Cenário político polarizado aumenta o risco de medidas adicionais de caráter populista
Levantamento da gestora ARX Investimentos, publicado pela Folha de S. Paulo, mostra que os estímulos à economia brasileira devem ultrapassar R$ 742 bilhões em 2026, ano de eleições presidenciais.
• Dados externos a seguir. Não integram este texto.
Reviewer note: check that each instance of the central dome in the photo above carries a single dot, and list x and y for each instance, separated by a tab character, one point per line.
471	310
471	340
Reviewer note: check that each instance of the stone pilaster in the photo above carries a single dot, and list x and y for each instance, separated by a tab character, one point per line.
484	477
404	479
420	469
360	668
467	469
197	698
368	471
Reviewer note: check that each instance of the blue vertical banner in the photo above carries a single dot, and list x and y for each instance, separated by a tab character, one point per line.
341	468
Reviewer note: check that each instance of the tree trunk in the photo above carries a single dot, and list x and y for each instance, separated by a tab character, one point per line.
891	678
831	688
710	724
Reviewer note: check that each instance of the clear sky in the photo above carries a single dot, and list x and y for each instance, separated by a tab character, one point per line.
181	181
O dado representa um salto de 139% em relação a 2025 e equivale a 5,4% do PIB.
O movimento é impulsionado pela expansão do crédito do BNDES, pelo avanço do consignado privado, pelo uso de fundos públicos e privados e pela ampliação da faixa de isenção do Imposto de Renda até R$ 5 mil.
Economistas alertam que esse excesso de estímulos pode manter a economia em ritmo acima do equilíbrio, pressionando a inflação e elevando os juros, o que compromete a renda das famílias e piora a trajetória da dívida pública.
A relação dívida/PIB, hoje em 79,2%, pode ultrapassar 83% em 2027, exigindo planos de contenção de gastos.
O cenário político polarizado aumenta o risco de medidas adicionais de caráter populista, como subsídios a caminhoneiros ou limites aos juros do cartão de crédito.
Apesar das preocupações, o Ministério da Fazenda afirma que as regras fiscais vigentes garantem previsibilidade e disciplinam o crescimento das despesas, mesmo em anos eleitorais, e que a estabilização da dívida está no horizonte.